Reproduciblility toolkit

R + RStudio





Why R?


  • Made for data analysis
  • Free!
  • Open source
  • Widely used across disciplines
  • Runs on Windows, OS X, or Linux

Once in R


You could just type into the console…

  • … but that doesn’t help much with documentation

  • … but that doesn’t help much with automation

A better solution

With RStudio you can combine your programming and your documentation

  • RStudio gives you a single environment to combine your documentation and your analysis
  • It runs on top of R
  • Gives you a bunch of really cool features some of which we’ll explore throughout the workshop

Anatomy of RStudio

  • Upper left: Editor
  • Lower left: Console
    • Text on top at launch: version of R that you’re running
    • Below that is the prompt
  • Upper right: Workspace and command history
  • Lower right: Plots, access to files, help, packages, data viewer

R Packages

  • Packages are the fundamental units of reproducible R code.
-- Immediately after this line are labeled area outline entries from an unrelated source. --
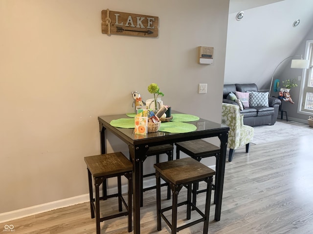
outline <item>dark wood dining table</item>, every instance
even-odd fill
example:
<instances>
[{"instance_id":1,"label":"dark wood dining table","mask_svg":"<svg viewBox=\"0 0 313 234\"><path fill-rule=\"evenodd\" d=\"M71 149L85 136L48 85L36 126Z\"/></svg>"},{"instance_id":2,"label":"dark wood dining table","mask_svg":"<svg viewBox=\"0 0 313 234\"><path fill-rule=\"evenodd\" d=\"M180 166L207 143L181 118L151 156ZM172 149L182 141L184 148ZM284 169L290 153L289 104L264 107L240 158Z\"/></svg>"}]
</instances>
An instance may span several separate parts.
<instances>
[{"instance_id":1,"label":"dark wood dining table","mask_svg":"<svg viewBox=\"0 0 313 234\"><path fill-rule=\"evenodd\" d=\"M179 113L173 110L172 112ZM101 154L106 153L106 131L112 133L128 146L130 157L133 162L134 233L140 233L140 188L139 183L140 179L140 162L144 161L146 153L149 147L215 136L217 136L221 142L219 168L216 169L216 178L218 181L216 181L215 191L215 219L219 221L221 219L226 151L229 127L200 118L197 121L188 122L197 127L197 130L193 132L185 133L157 132L149 133L147 135L138 135L134 134L134 129L117 128L110 124L112 120L127 117L125 114L120 114L99 116L98 119L99 124Z\"/></svg>"}]
</instances>

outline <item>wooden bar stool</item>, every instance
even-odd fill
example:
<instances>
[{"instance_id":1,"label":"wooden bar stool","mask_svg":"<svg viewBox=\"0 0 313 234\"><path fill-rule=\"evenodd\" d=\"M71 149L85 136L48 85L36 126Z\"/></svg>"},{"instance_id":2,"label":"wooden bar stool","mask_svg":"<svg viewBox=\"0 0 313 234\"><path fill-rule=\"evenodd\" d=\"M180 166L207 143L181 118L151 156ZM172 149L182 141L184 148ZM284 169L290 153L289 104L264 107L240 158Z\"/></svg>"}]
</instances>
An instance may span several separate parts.
<instances>
[{"instance_id":1,"label":"wooden bar stool","mask_svg":"<svg viewBox=\"0 0 313 234\"><path fill-rule=\"evenodd\" d=\"M128 232L130 233L132 231L132 194L133 185L132 182L133 180L133 164L121 152L89 156L85 157L84 159L87 165L88 172L91 218L95 217L95 214L97 234L100 233L100 224L101 222L125 215L128 215ZM121 176L124 176L128 180L128 204L126 204L122 196ZM100 197L99 186L105 179L112 177L117 177L117 193ZM92 177L95 189L95 199L93 198ZM100 217L100 200L106 199L113 197L118 197L118 211L120 212L122 212L122 203L123 203L127 211Z\"/></svg>"},{"instance_id":2,"label":"wooden bar stool","mask_svg":"<svg viewBox=\"0 0 313 234\"><path fill-rule=\"evenodd\" d=\"M144 159L143 161L140 162L140 174L141 176L140 176L140 194L141 196L140 197L140 206L143 205L143 192L151 190L152 189L155 189L156 188L156 185L149 187L147 188L143 188L143 178L147 177L154 176L156 175L156 173L151 173L149 174L143 174L143 162L146 159L147 157L156 156L156 163L158 163L160 161L160 155L162 154L166 154L167 155L168 161L171 161L173 160L173 151L174 150L174 146L171 144L166 144L161 145L157 145L156 146L152 146L150 147L146 153L146 156L144 157ZM167 185L166 183L163 183L161 185L162 186ZM169 186L167 187L167 199L171 199L171 188Z\"/></svg>"},{"instance_id":3,"label":"wooden bar stool","mask_svg":"<svg viewBox=\"0 0 313 234\"><path fill-rule=\"evenodd\" d=\"M220 148L218 146L213 145L207 141L201 139L197 140L188 140L181 142L176 143L176 159L179 158L179 152L184 153L188 156L200 162L204 157L215 156L216 168L219 168L219 159L220 158ZM215 183L218 181L218 178L215 175ZM192 202L195 205L197 203L197 195L201 193L206 192L206 189L198 190L199 183L197 183L194 186L193 189ZM215 185L213 185L213 190L215 189ZM214 203L216 201L215 194L214 195Z\"/></svg>"},{"instance_id":4,"label":"wooden bar stool","mask_svg":"<svg viewBox=\"0 0 313 234\"><path fill-rule=\"evenodd\" d=\"M203 233L207 234L213 176L215 175L215 171L191 157L156 163L154 167L156 178L157 231L162 229L162 217L171 228L172 234L201 222L204 222ZM172 205L163 209L161 207L161 178L169 183L173 194ZM201 181L204 181L207 184L204 214L191 202L192 184ZM183 186L187 189L187 200L178 204L178 194ZM177 208L183 205L187 205L187 219L191 218L191 208L202 217L177 227ZM172 223L163 214L164 212L170 210L172 210Z\"/></svg>"}]
</instances>

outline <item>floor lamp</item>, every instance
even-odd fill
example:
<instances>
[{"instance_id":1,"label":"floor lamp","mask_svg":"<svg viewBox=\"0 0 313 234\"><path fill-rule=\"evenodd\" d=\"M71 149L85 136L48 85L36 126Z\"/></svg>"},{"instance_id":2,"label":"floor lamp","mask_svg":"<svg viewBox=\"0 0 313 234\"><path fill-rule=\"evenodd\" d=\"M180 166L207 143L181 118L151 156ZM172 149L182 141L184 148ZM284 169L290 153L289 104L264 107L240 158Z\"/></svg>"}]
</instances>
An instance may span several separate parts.
<instances>
[{"instance_id":1,"label":"floor lamp","mask_svg":"<svg viewBox=\"0 0 313 234\"><path fill-rule=\"evenodd\" d=\"M298 69L306 69L309 68L309 66L310 66L310 60L307 59L302 59L302 55L293 55L292 56L289 56L289 57L286 58L284 60L283 60L281 62L279 63L277 66L276 67L275 70L274 70L274 72L273 73L273 75L272 76L272 80L270 82L270 87L269 87L269 93L268 93L268 96L270 95L270 91L272 89L272 86L273 85L273 80L274 79L274 74L275 74L275 72L277 69L277 68L279 66L279 65L284 61L290 58L291 58L293 57L297 57L298 56L301 56L301 59L292 59L291 60L291 64L290 66L291 68L298 68Z\"/></svg>"}]
</instances>

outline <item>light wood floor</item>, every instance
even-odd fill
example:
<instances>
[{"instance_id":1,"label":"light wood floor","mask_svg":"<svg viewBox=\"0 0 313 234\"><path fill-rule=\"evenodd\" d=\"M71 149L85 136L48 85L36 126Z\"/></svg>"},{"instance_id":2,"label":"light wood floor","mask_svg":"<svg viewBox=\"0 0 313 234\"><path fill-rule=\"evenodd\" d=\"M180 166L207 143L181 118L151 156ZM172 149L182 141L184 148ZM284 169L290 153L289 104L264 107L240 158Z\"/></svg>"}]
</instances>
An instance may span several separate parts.
<instances>
[{"instance_id":1,"label":"light wood floor","mask_svg":"<svg viewBox=\"0 0 313 234\"><path fill-rule=\"evenodd\" d=\"M221 219L214 220L212 204L209 233L313 233L313 136L252 145L249 153L245 151L245 147L236 150L233 161L226 163ZM179 200L184 198L183 189ZM165 188L162 191L162 204L168 205ZM204 196L198 195L201 209ZM145 192L144 197L141 233L170 233L163 221L162 230L156 231L155 191ZM102 204L109 207L107 210L116 209L112 199ZM179 210L179 223L186 221L184 209ZM94 234L94 222L86 203L0 224L0 232L7 224L14 225L17 234ZM126 234L127 225L126 217L105 221L101 233ZM179 233L201 234L202 227L201 223Z\"/></svg>"}]
</instances>

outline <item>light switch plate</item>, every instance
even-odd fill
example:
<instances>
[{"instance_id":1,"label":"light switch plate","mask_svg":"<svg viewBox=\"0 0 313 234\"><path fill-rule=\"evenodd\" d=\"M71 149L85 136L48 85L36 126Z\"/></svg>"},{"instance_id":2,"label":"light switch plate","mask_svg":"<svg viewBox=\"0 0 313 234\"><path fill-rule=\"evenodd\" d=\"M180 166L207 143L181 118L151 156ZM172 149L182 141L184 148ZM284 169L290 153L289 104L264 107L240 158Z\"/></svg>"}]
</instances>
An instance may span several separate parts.
<instances>
[{"instance_id":1,"label":"light switch plate","mask_svg":"<svg viewBox=\"0 0 313 234\"><path fill-rule=\"evenodd\" d=\"M207 89L207 84L199 84L198 94L206 94Z\"/></svg>"}]
</instances>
They include reusable R functions, the documentation that describes how to use them, and (often) sample data. (From: http://r-pkgs.had.co.nz)

  • We will use the ggplot2 package for plots and dplyr for data wrangling in this session.

  • If you have not yet done so, install these packages by running the following in the Console:

install.packages("ggplot2")
install.packages("dplyr")
  • This is just one way of installing a package, there is also a GUI approach in the Packages pane

Demo

Goals of the demo

  • Demonstrate “good practice” for organizing data files and analysis documents (R Markdown)
  • How to read data from a file
  • How to manipulate the data, and document it in a reproducible way
  • How easy it would be to revert any changes if need be
  • How to subset data
  • How to make simple plots

NOT about understanding all the R commands, but rather getting the big picture of how using R in this way facilitates reproducible analyses

Preparation

  1. Download the archive you received by email with the files we will use in the workshop.

  2. Follow the instructions in the email to unzip the archive into a folder that you will use as your project folder.

  3. Put a green sticky note on the front of your laptop if you are ready or a pink one if you need help and a helper will approach you.

R Markdown demo

  • Go to your project folder and double click on documents/intro-demo.Rmd and it should open in RStudio

  • Click on Knit HTML to compile the document

  • Read the output and discuss why this way of documenting research is reproducible

Take aways

  • The analysis is self-documenting
  • It’s easy to extend or refine analyses by copying and modifying code blocks
  • The results of the analysis can be disseminated by sending R Markdown and providing data sources, or just simply providing the generated HTML if just a summary of the analysis is needed

Reproducibility checklist

Reproducibility checklist

Checklist available in documents/checklist.md

  • Serves as a tool to help you think about the reproducibility of your data analysis.
  • Many of the questions can be thought of as having a yes/no answer.
  • A better approach would be to see the questions as being open ended with the real question being, “What can I do to improve the status of my project on this bullet point?”
  • With that in mind, you’ll never get 100% of the bullets right for your project, but you’ll always be improving.